I kept wondering why Blair Mastbaum (the author) went in that direction with his main character, Kurt? As I am reading the novel, I get frustrated with the main character, but at the same time, I am truly unable to put the book down because I kept assuming that it couldn't get anymore worse than the last situation. And if I laughed, it was because of the dark humour described. I've read a few novels about young adults going through a period of their lives being all alone, depressed, isolated, etc., but eventually there was some upside slowly heading their way. Not in this novel. And I guess that's why I was driven to read it in one sitting (with a couple of 5 minute breaks here and there to readjust my eyes). Strangely enough, despite the tone of this novel, right up to the final words, I consider this one of my favourites.

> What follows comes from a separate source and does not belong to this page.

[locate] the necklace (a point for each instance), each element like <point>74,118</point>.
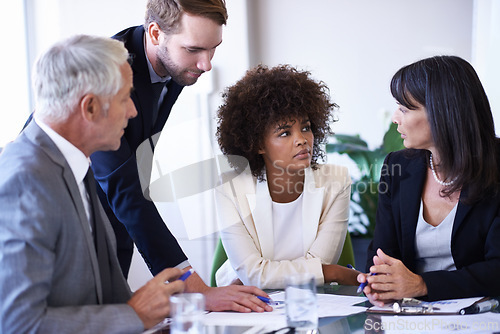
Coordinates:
<point>435,175</point>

Self-pity and “poor me” to the point where I actually rolled my eyes.
“Artists are supposed to be depressed.” Stupid observation.
“He tells jokes about abortion and rape, subjects that most people think are taboo, but totally shouldn’t be, at least in my world.” WOW, what an edgy protagonist.
“This is torture because he’s he’s [typo] practically forgotten I exist and every pseudo-hipster doofus in town wants to make out with him now that his stupid band was on the cover of the fucking Time Out New York and his record got a fucking nine point something on Pitchfork.” This may be the single most pretentious, ridiculous (non-ironic), idiotic sentence I have ever read in a book. Reading that sentence took a full 30 seconds off my life that I’ll never get back.
This is perhaps the most “PICK ME” writing I’ve encountered in ages. Someone trying, and failing, to be edgy and witty.
I can’t read another sentence. I normally don’t DNF, and rarely rate something I that I DNF — but this is the exception.
This book is barely 130 pages and I just could not do it.
A light read in the first person, a memoir of a twenty-something set primarily in New York City. The introspection and constant moaning got too much, dragging the narrative. Secondary characters lacked development, triggering an assessment of too much ego.
"As this tautly written novel progresses, it becomes less clear whether Kurt’s actually writing about wanting to push young men, or if he is in fact Elliot, and/or if the novel is a novel about himself. Mastbaum’s prose is spare but vivid, exposing both Kurt’s inner and outer worlds while maintaining a sense of suspense about the blurring between reality and unreality. The strange conclusion is a fitting end that may well be another beginning." The rest of my review is here: http://www.yasminnair.net/content/bla...
Pushed in a direction that most books don't. I want to say that it was daring and edgy but that sounds pathetically cliche. Unlike commercials, I actually mean it.
I really enjoyed the change in style from Mastbaum's first novel, "Clay's Way." This sparked memories of a summer reading Robert Cormier's great works, a comparison I don't include lightly.